The boutique studio A24 dominated the Spirits, winning trophies for “The Farewell,” “Uncut Gems” and “The Lighthouse.” “Uncut Gems” led all films with three awards, including best performance by a male actor for Sandler, best director for Josh and Ben Safdie, and best editing.
Sandler, who received a standing ovation, compared his Oscar “snub” to losing best looking in high school. But he did win best personality, an honor he compared to his Spirit Award.
“As I look around this room, I realize the Independent Film Spirit Awards are the Best Personality Awards,” Sandler joked.
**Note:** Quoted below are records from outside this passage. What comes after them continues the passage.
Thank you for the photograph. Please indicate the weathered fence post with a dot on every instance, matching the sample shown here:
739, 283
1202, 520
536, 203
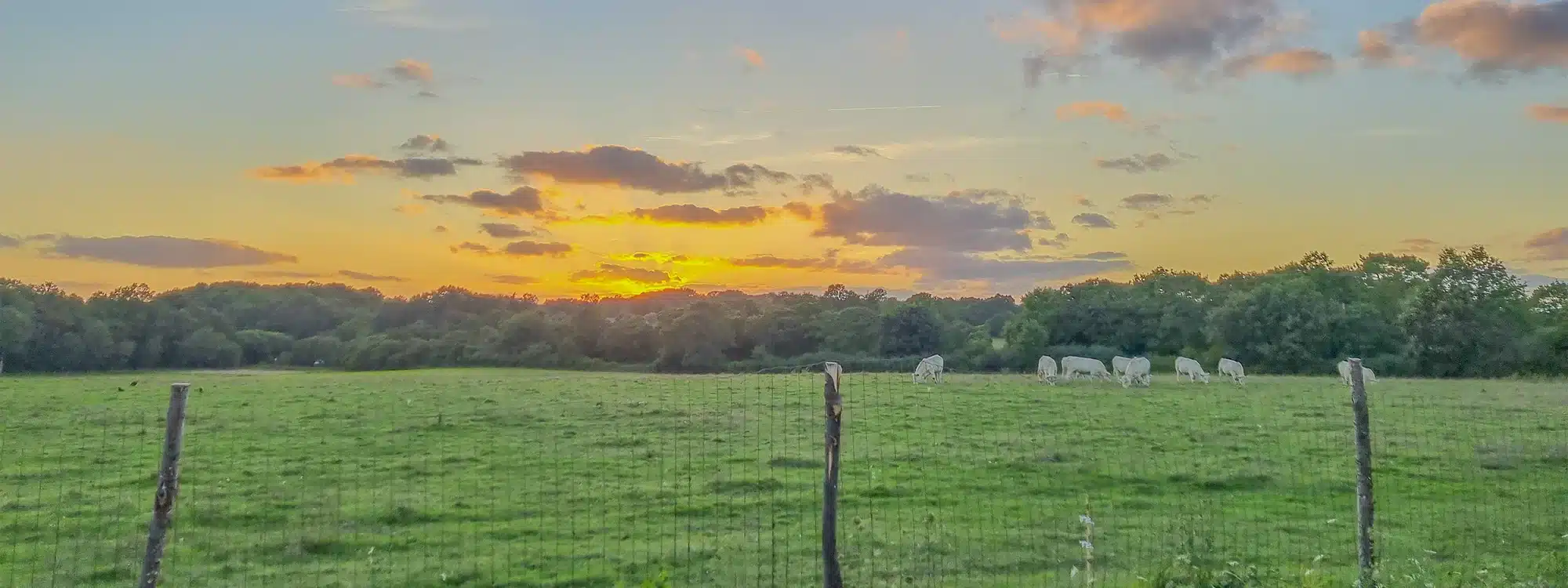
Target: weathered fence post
832, 576
169, 487
1359, 401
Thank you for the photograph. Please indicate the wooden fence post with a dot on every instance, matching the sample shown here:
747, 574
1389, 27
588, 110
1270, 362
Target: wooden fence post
169, 487
832, 576
1359, 401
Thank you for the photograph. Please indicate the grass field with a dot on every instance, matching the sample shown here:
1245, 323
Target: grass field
556, 479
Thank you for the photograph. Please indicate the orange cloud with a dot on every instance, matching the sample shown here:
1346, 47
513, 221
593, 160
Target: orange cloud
1548, 114
753, 59
1109, 111
1293, 62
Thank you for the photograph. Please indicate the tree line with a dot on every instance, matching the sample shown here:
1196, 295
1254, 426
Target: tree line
1465, 316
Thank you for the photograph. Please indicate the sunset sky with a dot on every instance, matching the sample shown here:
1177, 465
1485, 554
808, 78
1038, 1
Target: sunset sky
620, 147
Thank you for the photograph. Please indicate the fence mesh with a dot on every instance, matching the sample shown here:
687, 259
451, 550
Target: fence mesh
553, 479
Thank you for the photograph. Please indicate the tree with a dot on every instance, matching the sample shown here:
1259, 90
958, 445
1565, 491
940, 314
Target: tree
16, 328
1467, 321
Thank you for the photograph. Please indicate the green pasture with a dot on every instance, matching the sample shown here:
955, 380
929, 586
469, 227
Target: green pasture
564, 479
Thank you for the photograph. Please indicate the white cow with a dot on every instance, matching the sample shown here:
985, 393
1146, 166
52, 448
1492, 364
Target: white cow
1092, 368
1119, 365
1345, 374
1191, 369
1233, 369
929, 369
1047, 371
1138, 371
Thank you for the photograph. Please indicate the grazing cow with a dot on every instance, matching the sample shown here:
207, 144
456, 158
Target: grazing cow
929, 369
1047, 371
1138, 371
1191, 369
1233, 369
1092, 368
1345, 374
1119, 365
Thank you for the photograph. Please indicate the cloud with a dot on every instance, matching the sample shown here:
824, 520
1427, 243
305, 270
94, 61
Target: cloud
940, 269
1138, 164
506, 231
1552, 245
622, 274
636, 169
523, 201
158, 252
1105, 256
1548, 114
1185, 40
369, 277
857, 151
959, 222
344, 169
1299, 64
1061, 241
515, 280
358, 81
413, 71
1094, 220
1498, 37
1109, 111
430, 143
752, 57
827, 263
692, 214
517, 249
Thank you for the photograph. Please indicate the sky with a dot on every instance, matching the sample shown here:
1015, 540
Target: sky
617, 147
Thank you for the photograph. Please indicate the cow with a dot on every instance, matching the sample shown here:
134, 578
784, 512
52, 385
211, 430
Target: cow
1233, 369
1092, 368
1345, 374
1119, 365
1047, 371
1138, 371
1191, 369
929, 369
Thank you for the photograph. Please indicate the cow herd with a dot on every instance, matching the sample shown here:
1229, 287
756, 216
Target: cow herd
1127, 371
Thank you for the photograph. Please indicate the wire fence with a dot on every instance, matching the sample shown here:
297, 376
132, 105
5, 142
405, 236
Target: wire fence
556, 479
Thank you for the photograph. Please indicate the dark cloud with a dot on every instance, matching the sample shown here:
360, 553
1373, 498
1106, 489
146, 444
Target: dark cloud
347, 167
855, 150
524, 201
1498, 37
1061, 241
1094, 220
636, 169
158, 252
426, 143
1183, 38
800, 211
940, 267
957, 222
515, 280
611, 274
1138, 164
506, 231
692, 214
369, 277
1147, 203
1105, 256
1552, 245
1299, 64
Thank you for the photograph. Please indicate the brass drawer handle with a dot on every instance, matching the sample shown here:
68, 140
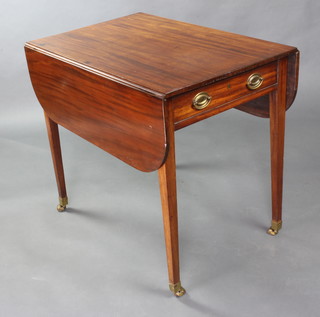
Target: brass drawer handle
254, 81
201, 100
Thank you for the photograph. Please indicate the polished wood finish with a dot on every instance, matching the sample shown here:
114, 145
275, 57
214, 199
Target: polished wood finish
225, 94
160, 56
126, 85
260, 106
54, 141
168, 191
122, 121
277, 128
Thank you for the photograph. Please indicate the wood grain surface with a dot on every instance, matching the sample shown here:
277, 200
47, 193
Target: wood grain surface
122, 121
160, 56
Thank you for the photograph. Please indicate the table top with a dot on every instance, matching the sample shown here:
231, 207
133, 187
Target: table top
159, 56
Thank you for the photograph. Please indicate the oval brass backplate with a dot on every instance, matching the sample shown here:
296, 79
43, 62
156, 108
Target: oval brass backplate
254, 81
201, 100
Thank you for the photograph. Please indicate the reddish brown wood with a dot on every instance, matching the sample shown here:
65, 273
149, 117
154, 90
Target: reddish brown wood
225, 94
277, 128
125, 85
122, 121
260, 107
167, 181
160, 56
54, 141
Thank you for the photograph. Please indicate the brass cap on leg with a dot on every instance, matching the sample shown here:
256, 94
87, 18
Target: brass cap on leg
63, 202
275, 227
177, 289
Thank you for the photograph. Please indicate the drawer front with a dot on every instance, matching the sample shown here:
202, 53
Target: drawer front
223, 92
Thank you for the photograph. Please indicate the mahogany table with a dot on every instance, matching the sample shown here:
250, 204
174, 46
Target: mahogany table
127, 84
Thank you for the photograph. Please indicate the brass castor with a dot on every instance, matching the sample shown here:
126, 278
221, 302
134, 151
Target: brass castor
275, 227
177, 289
61, 208
63, 202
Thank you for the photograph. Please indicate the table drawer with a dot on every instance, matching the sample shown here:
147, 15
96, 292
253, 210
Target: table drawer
223, 92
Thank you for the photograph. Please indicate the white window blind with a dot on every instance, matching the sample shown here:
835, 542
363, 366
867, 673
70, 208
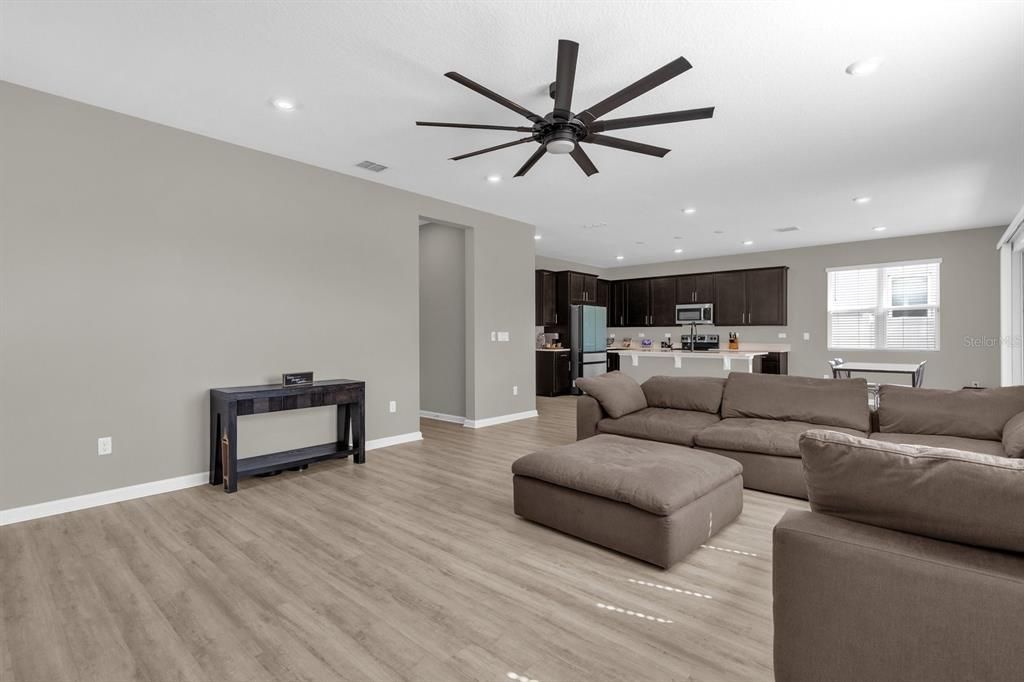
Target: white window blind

Referring to the Oscar nominees he said, “Their handsome good looks will fade in time, while our independent personalities will shine on forever.”
Only one Oscar favorite among the actors was also competing at the Spirits: Renee Zellweger. She won for her performance in the Judy Garland drama “Judy.” “Cheers to you from the beach, Ms. Garland,” Zellweger said.
And just one movie up for best picture on Sunday was nominated for the Spirit Awards’ top prize: Noah Baumbach’s “Marriage Story.” It won for Baubmach’s screenplay and was awarded the Spirits’ ensemble award, dubbed the Robert Altman Award.
Baumbach thanked “Parasite” director Bong Joon Ho — the category’s expected co-winner on Sunday — for not being nominated for best screenplay. (Though a favorite for top awards on Sunday, “Parasite” won a single award at the Spirits, for best international film.)
In his second speech of the afternoon, Baumbach dismissed the idea that independent film and the Spirit Awards are “the minor leagues.”
“To me the movies we’re celebrating here today, they are the movies,” said Baumbach. “They are as major as anything.”
While this year’s Oscars only feature one acting nominee of color, the Spirits nominees — including nominations for Alfre Woodard (“Clemency”), Octavia Spencer (“Luce”), Taylor Russell (“Waves”) and Jonathan Majors (“The Last Black Man in San Francisco”) — were notably more diverse. All of the nominees for best supporting performance by a female actor were women of color.
While the Academy Awards have been criticized for again nominating an all-male field of directing nominees, Alma Har’el (“Honey Boy”) and Lorene Scafaria (“Hustlers”) were both among the Spirits’ nominees for best director. Olivia Wilde won best first feature for her high-school comedy “Booksmart.” A recently created grant for mid-career female filmmakers dubbed the Bonnie Award was also given to Kelly Reichardt (“Wendy and Lucy,” “First Cow”).
In her opening, host Aubrey Plaza alluded to the different perspective of the Spirits.
“The Independent Spirit Awards are always cooler than the Oscars,” said Plaza of the awards put on by Film Independent, a nonprofit group of about 7,000 film enthusiasts. “It’s the daytime, we’re on the beach, we recognize female directors.”
Best documentary went to “American Factory.” Willem Dafoe won best supporting actor for “The Lighthouse,” which also was honored for Jarin Blaschke’s cinematography.
The spotlight belonged to filmmaking couples at the Spirits. Though Greta Gerwig’s “Little Women” was ineligible, her partner, Baumbach, thanked her from the stage. “Though she made a movie too expensive for the Spirit Awards, she’s no less independent than anyone here,” he said. Wang’s win came a year after her boyfriend, Barry Jenkins, won best feature at the Spirit Awards for “If Beale Street Could Talk.”